Ha certamente ragione il cardinale Tarcisio Bertone quando dice che sugli scandali del Vaticano si gioca troppo a fare i Dan Brown. Infatti, è un vero peccato andare a scomodare massoneria, corvi e varia animalità quando lo scandalo della banca vaticana che non vuole dotarsi di una legislazione antiriciclaggio è sotto gli occhi di tutti. Il Corriere ci racconta il rapporto di Moneywall, l’agenzia mondiale di contrasto al riciclaggio:
Assegna infatti alla Santa Sede una valutazione negativa in 8 dei 49 criteri standard in base ai quali viene attualmente valutata la trasparenza finanziaria di un Paese.
Otto (dei 16 punti Key&Core, cioè cruciali), sono stati infatti giudicati partially compliant, «parzialmente aderenti», agli standard, o «no compliant» cioè «non aderenti».Ma il punteggio complessivo assegnato al Vaticano dal rapporto ispettivo Moneyvall— che verrà discusso a Strasburgo il 4 luglio — rimane pur sempre al di sotto dei 10 punti negativi. Solo quando viene raggiunto questo limite, il paese che ha chiesto aMoneyvall di entrare nella white list (il Vaticano in questo caso) non l’ottiene e anzi viene trasferito alla valutazione del temibile Ircr del Gafi, copresieduto dall’italiano Giuseppe Maresca (responsabile dell’ufficio V del ministero dell’Economia per la prevenzione dell’utilizzo del sistema finanziario a fini illegali) e dall’americano Daniel Glaser.

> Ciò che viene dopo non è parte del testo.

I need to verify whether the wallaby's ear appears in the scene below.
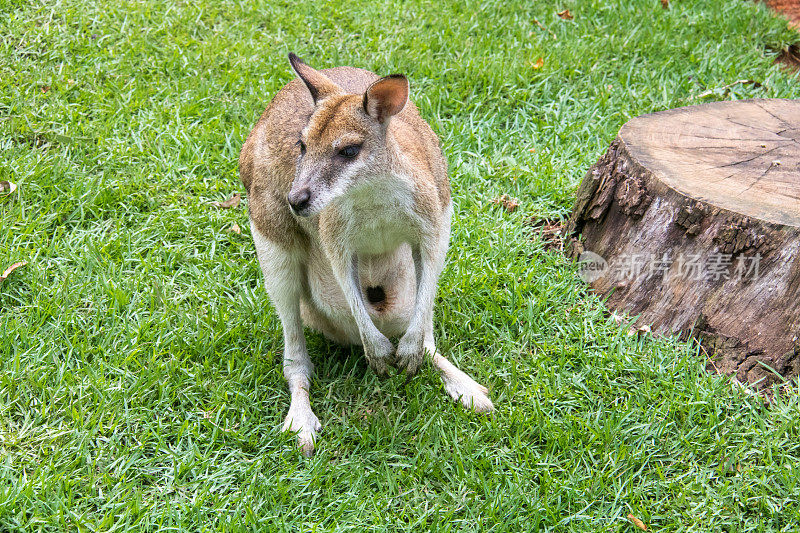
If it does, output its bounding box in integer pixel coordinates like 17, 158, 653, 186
364, 74, 408, 124
289, 52, 342, 105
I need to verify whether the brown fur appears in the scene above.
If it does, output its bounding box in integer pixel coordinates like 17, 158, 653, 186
239, 67, 450, 247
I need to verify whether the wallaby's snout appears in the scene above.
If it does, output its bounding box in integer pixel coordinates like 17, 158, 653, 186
287, 187, 311, 217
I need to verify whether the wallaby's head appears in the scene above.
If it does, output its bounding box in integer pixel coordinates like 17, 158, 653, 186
288, 54, 408, 216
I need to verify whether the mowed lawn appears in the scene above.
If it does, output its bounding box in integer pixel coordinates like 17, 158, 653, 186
0, 0, 800, 532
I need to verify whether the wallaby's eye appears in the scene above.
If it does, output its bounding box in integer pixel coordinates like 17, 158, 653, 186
339, 144, 361, 159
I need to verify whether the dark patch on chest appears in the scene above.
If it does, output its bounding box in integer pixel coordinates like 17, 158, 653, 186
366, 287, 387, 311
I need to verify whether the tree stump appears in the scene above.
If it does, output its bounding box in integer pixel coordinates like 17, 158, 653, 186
567, 100, 800, 387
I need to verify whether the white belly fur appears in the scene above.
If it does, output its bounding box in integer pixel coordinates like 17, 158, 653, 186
304, 243, 416, 344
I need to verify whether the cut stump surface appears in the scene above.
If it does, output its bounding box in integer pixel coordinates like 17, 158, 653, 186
567, 100, 800, 386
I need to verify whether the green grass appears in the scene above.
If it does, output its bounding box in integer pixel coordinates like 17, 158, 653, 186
0, 0, 800, 532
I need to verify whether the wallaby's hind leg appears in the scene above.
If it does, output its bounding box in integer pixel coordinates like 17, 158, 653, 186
251, 225, 322, 457
425, 321, 494, 413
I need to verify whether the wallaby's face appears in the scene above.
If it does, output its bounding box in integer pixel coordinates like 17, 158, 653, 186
287, 54, 408, 217
289, 95, 386, 216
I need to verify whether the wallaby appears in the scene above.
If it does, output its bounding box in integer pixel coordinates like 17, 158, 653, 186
239, 54, 494, 455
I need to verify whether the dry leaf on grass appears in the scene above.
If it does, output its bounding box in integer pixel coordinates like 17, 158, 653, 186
628, 513, 647, 531
525, 216, 564, 251
0, 261, 28, 283
694, 80, 763, 99
211, 192, 242, 209
0, 181, 17, 196
628, 324, 651, 337
490, 194, 519, 213
533, 19, 558, 41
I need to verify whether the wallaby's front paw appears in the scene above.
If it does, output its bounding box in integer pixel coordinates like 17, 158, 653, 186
395, 333, 425, 375
283, 405, 322, 457
364, 335, 394, 376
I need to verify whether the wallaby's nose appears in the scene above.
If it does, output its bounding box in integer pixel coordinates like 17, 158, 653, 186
287, 188, 311, 216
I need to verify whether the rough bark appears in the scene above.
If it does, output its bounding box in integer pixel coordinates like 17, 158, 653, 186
567, 100, 800, 387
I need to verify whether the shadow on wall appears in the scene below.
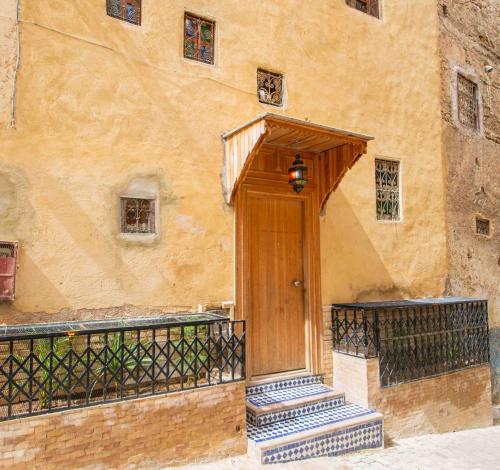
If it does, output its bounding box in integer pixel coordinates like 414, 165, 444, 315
320, 189, 411, 304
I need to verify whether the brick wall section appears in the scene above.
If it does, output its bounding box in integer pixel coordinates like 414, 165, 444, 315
0, 382, 247, 470
333, 352, 493, 439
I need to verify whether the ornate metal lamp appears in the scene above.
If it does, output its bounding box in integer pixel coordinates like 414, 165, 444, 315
288, 153, 308, 193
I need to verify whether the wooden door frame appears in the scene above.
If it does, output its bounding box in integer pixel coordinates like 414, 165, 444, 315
235, 173, 323, 381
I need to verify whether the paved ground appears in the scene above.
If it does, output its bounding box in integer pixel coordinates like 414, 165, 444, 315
167, 425, 500, 470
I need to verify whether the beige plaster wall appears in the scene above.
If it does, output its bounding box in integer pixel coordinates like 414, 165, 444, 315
333, 352, 493, 440
0, 0, 446, 322
439, 0, 500, 327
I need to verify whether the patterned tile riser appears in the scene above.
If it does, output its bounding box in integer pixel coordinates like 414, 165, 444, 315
490, 327, 500, 403
246, 375, 323, 396
247, 397, 345, 427
247, 403, 373, 442
261, 420, 383, 464
247, 384, 331, 408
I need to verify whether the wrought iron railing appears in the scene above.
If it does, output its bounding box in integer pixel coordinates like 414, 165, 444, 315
332, 297, 489, 386
0, 315, 245, 421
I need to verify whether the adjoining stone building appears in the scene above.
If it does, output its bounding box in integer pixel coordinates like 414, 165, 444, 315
0, 0, 497, 469
439, 0, 500, 401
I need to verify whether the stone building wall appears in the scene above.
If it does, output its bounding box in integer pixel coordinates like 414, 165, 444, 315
333, 352, 493, 439
439, 0, 500, 400
0, 382, 247, 470
0, 0, 446, 323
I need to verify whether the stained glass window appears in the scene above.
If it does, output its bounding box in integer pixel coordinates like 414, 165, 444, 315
257, 69, 283, 106
121, 197, 156, 233
345, 0, 380, 18
375, 159, 400, 221
457, 74, 479, 130
476, 217, 490, 237
106, 0, 141, 25
184, 13, 215, 64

Almeno 3 degli 8 criteri su cui la nuova legge antiriciclaggio varata dal Vaticano nel gennaio 2012 (sulla quale è stato molto polemico l’ex presidente dello Ior, Ettore Gotti Tedeschi) non ha raggiunto la «sufficienza» sono particolarmente «sensibili»:
Riguardano infatti i punti 35, 36 e 40 degli standard relativi alla cooperazione internazionale. I nodi sono innanzitutto, l’introduzione nella nuova legge di un cosiddetto «veto» politico da parte della segreteria di Stato vaticana alla richiesta di collaborazione internazionale, in pratica la non automaticità della collaborazione stessa con gli altri paesi. Secondo: la mancanza di un regolamento d’ispezione che permetta all’organismo di controllo vaticano, cioè l’Aif, ispezioni sullo Ior. Terzo: il diniego per quanto riguarda l’accesso «storico» ai movimenti dei conti dei clienti Ior, antecedenti al 1 aprile 2011. Quest’ultimo punto riguarda tuttavia più che gli organismi che monitorano i flussi finanziari, (questo è il lavoro svolto per le banche italiane dall’Uif della Banca d’Italia) le istruttorie aperte dalla magistratura italiana, su segnalazione dell’Uif per fatti del passato, in particolare dalla Procura di Roma). Si tratta cioè di un aspetto che coinvolge l’assistenza giudiziaria tra Italia e Vaticano che si esplica attraverso il meccanismo delle rogatorie.